Staff Software Engineer2011 - PRESENTZscaler, Inc.
Technologies: C, Java, Perl, Spark, Airflow, FreeBSD
- Developed a generic querying framework implemented in C where I also implemented a custom SQL-like query language. More details about this project can be found in my portfolio.
- Worked with a framework that included a Zscaler Interface Definition language (ZIDL), an AVRO-like schema/metadata definition language for the query framework.
- Created a query planner and engine to implement a common SQL functionality; the query engine flushed the intermediate memory into the disk files and compaction/merging of those files in the background.
- Supported the output of a query as a micro-database (KeyStore files).
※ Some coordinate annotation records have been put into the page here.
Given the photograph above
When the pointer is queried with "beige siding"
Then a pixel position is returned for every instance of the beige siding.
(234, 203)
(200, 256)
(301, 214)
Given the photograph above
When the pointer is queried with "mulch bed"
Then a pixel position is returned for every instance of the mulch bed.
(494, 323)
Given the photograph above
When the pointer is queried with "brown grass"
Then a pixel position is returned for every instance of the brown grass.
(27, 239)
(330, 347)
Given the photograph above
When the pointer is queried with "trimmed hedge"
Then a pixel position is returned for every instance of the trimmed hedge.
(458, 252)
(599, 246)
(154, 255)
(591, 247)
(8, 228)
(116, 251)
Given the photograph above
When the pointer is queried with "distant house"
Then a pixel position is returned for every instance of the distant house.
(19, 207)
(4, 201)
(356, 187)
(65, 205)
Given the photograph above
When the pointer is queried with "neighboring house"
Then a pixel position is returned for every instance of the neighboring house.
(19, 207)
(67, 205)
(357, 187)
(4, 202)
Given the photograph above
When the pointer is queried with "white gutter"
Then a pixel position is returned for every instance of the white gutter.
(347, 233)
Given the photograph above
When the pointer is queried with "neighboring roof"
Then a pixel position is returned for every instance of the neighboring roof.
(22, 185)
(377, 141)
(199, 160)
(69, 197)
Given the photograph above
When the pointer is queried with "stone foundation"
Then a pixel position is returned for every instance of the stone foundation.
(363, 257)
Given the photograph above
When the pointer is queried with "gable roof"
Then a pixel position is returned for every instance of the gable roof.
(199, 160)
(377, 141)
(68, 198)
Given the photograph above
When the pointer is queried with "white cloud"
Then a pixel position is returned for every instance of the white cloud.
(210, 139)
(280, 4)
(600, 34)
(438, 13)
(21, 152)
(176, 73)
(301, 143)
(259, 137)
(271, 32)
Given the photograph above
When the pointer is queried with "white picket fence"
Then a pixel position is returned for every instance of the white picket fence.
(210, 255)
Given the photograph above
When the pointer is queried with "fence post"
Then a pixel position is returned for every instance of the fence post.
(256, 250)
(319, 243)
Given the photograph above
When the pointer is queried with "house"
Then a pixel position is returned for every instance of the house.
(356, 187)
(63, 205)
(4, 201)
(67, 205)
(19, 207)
- Created a distributed framework, with built-in tolerance and resilience, to run queries on multiple remote nodes and collect resultant data.
- Enabled the distributed framework to run any kind of command that was supported by the remote hosts; for SQL-based queries, ZQL, and a KeyStore framework was used to run MapReduce jobs.
- Set up the distributed framework so that it supports a wide variety of options for merging resultant data.
- Built a key-value store written in C that was inspired by a Google-sorted string table concept.
- Implemented the key-value store so that it supported composite keys and stored them hierarchically as a prefix tree; the values are stored in sorted order based on the composite key.
- Implemented the following features in the key-value store: a custom file format with configurable block-based compression and an ability to merge similar key-value stores.
- Developed a data-mining pipeline to detect potential tunneling traffic that uses DNS as a transport layer.
- Found common features and characteristics that were seen in the tunnel traffic that uses DNS as a transport layer; implemented an algorithm in Spark to flag potential DNS prefixes that were creating the tunnel. The algorithm ran over large data-sets containing DNS logs.
- Designed and implemented an approach for the real-time streaming of compressed log data from cloud to customer premises; the service connected to SIEMs for final delivery of data and included filtering and formatting capabilities.